The HYSCORE spectra revealed two separate sets of crosspeaks in the (++) quadrant, while no signals were observed in the (+−) quadrant (not shown). One set of peaks around 15 MHz is centered at the Larmor frequency of the ¹H nucleus [ν _n(¹H) = 14.81 MHz at 347.9 mT]. It is assumed that these signals originate from the nonexchangeable β-protons of the Cys ligands of the [4Fe–4S]_H subcluster [37]. As observed for various [4Fe–4S]-containing systems [56, 57], these ¹H nuclear spins exhibit relatively large dipolar hyperfine couplings. Since all ¹H signals are overlapping in the “powder” spectra,² the analysis cannot yield all hyperfine coupling parameters.

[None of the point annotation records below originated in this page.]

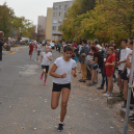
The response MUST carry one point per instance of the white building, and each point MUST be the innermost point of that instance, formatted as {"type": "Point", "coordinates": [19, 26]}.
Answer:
{"type": "Point", "coordinates": [59, 11]}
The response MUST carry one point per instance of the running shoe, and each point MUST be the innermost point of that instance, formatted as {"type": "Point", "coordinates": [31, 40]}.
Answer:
{"type": "Point", "coordinates": [45, 83]}
{"type": "Point", "coordinates": [60, 128]}
{"type": "Point", "coordinates": [41, 77]}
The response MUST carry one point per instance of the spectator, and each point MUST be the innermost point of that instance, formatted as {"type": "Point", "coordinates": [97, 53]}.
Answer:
{"type": "Point", "coordinates": [85, 50]}
{"type": "Point", "coordinates": [123, 74]}
{"type": "Point", "coordinates": [59, 46]}
{"type": "Point", "coordinates": [96, 43]}
{"type": "Point", "coordinates": [103, 70]}
{"type": "Point", "coordinates": [94, 51]}
{"type": "Point", "coordinates": [110, 64]}
{"type": "Point", "coordinates": [64, 44]}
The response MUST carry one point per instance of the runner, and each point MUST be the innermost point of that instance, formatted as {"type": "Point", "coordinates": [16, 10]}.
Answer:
{"type": "Point", "coordinates": [1, 44]}
{"type": "Point", "coordinates": [61, 72]}
{"type": "Point", "coordinates": [46, 57]}
{"type": "Point", "coordinates": [31, 47]}
{"type": "Point", "coordinates": [38, 49]}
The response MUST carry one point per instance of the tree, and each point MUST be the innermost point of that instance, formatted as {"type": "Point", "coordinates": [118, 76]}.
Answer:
{"type": "Point", "coordinates": [6, 15]}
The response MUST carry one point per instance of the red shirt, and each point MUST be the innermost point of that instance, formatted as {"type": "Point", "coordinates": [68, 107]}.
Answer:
{"type": "Point", "coordinates": [110, 59]}
{"type": "Point", "coordinates": [75, 45]}
{"type": "Point", "coordinates": [31, 47]}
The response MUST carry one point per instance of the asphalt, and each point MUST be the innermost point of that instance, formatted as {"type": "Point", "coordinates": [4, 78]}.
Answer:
{"type": "Point", "coordinates": [25, 102]}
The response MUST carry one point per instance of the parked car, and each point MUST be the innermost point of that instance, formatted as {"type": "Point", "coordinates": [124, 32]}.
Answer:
{"type": "Point", "coordinates": [52, 45]}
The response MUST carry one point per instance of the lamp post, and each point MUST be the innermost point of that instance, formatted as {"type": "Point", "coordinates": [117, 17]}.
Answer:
{"type": "Point", "coordinates": [130, 87]}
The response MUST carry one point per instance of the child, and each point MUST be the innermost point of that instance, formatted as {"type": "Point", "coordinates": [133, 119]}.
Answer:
{"type": "Point", "coordinates": [46, 57]}
{"type": "Point", "coordinates": [110, 64]}
{"type": "Point", "coordinates": [61, 72]}
{"type": "Point", "coordinates": [31, 47]}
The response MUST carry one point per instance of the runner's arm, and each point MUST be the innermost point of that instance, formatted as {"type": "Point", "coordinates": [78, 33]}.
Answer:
{"type": "Point", "coordinates": [53, 74]}
{"type": "Point", "coordinates": [50, 58]}
{"type": "Point", "coordinates": [40, 60]}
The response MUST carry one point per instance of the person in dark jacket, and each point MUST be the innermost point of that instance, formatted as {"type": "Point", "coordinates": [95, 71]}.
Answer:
{"type": "Point", "coordinates": [85, 50]}
{"type": "Point", "coordinates": [1, 43]}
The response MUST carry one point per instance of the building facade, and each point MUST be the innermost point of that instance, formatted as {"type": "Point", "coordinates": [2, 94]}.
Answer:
{"type": "Point", "coordinates": [49, 24]}
{"type": "Point", "coordinates": [59, 11]}
{"type": "Point", "coordinates": [41, 30]}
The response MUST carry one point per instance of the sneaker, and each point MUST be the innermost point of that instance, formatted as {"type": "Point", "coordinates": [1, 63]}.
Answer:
{"type": "Point", "coordinates": [107, 94]}
{"type": "Point", "coordinates": [41, 77]}
{"type": "Point", "coordinates": [100, 88]}
{"type": "Point", "coordinates": [82, 80]}
{"type": "Point", "coordinates": [60, 128]}
{"type": "Point", "coordinates": [45, 83]}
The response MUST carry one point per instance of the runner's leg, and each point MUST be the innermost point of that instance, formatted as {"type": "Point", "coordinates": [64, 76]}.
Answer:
{"type": "Point", "coordinates": [64, 101]}
{"type": "Point", "coordinates": [45, 76]}
{"type": "Point", "coordinates": [55, 99]}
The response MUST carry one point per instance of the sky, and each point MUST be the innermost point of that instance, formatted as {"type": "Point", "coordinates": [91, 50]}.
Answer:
{"type": "Point", "coordinates": [31, 9]}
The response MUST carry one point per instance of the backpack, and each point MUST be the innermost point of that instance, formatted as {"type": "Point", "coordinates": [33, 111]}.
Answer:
{"type": "Point", "coordinates": [101, 58]}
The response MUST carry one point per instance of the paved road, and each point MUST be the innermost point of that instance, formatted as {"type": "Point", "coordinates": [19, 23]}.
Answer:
{"type": "Point", "coordinates": [25, 103]}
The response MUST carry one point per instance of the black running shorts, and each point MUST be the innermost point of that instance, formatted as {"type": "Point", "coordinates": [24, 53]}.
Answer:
{"type": "Point", "coordinates": [45, 67]}
{"type": "Point", "coordinates": [59, 87]}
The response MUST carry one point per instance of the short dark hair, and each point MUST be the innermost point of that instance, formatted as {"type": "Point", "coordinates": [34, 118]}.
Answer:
{"type": "Point", "coordinates": [68, 48]}
{"type": "Point", "coordinates": [125, 40]}
{"type": "Point", "coordinates": [84, 41]}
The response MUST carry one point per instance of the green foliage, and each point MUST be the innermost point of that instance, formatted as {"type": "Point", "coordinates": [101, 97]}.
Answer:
{"type": "Point", "coordinates": [109, 19]}
{"type": "Point", "coordinates": [9, 23]}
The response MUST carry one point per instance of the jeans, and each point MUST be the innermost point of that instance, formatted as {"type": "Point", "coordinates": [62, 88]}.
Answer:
{"type": "Point", "coordinates": [104, 79]}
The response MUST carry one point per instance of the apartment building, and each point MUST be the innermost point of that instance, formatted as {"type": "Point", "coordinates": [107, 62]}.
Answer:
{"type": "Point", "coordinates": [59, 11]}
{"type": "Point", "coordinates": [41, 30]}
{"type": "Point", "coordinates": [49, 24]}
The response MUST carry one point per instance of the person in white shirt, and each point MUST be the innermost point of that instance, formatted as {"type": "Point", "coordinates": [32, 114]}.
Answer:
{"type": "Point", "coordinates": [122, 73]}
{"type": "Point", "coordinates": [50, 48]}
{"type": "Point", "coordinates": [61, 72]}
{"type": "Point", "coordinates": [45, 59]}
{"type": "Point", "coordinates": [38, 46]}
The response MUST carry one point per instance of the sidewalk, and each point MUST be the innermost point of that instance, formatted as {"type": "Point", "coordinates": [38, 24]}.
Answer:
{"type": "Point", "coordinates": [14, 49]}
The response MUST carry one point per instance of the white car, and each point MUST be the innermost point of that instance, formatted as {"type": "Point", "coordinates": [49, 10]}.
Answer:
{"type": "Point", "coordinates": [52, 45]}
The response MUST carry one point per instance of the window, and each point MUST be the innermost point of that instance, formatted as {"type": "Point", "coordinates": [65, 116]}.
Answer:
{"type": "Point", "coordinates": [54, 28]}
{"type": "Point", "coordinates": [60, 21]}
{"type": "Point", "coordinates": [65, 7]}
{"type": "Point", "coordinates": [54, 21]}
{"type": "Point", "coordinates": [55, 7]}
{"type": "Point", "coordinates": [60, 13]}
{"type": "Point", "coordinates": [55, 14]}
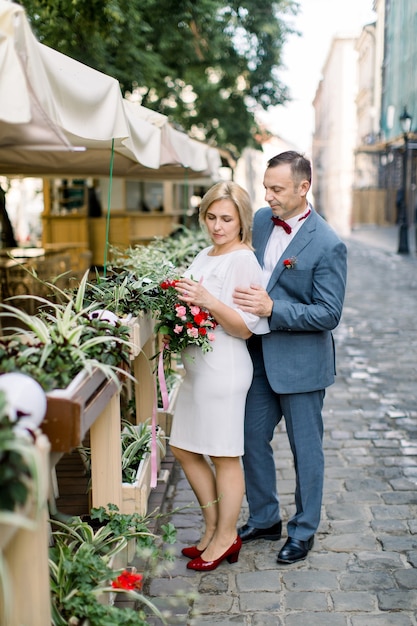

We expect that EPR and ENDOR studies of single crystals of [FeFe] hydrogenase would be ideal to determine these interactions.

Apart from the ¹H signals, the low-frequency part of the HYSCORE spectra (3–4 MHz) shows another set of crosspeaks. The field dependence of these crosspeaks can be fitted as ¹⁴N nuclear spin interactions. According to our experience, crosspeaks of ΔM _I  = 2 transitions can be more pronounced in HYSCORE spectra than ΔM _I  = 1 transitions, depending on the magnitude of the quadrupole and the hyperfine interactions. Therefore, the peaks around 3.5 MHz are assigned to double quantum transitions of a ¹⁴N nuclear spin. The shallow peak at about 1.7 MHz in Fig. 2c might represent a single quantum transition. The low-frequency region of the HYSCORE spectra, taken at the g ₂ and g ₁ positions, is shown in Fig. 2b and c.

The simulation of these spectra (Fig. 2d, e) yields the hyperfine and quadrupole parameters summarized in Table 1. Remarkably, the weak crosspeaks at 1.7 MHz could also be reproduced (Fig. 2e).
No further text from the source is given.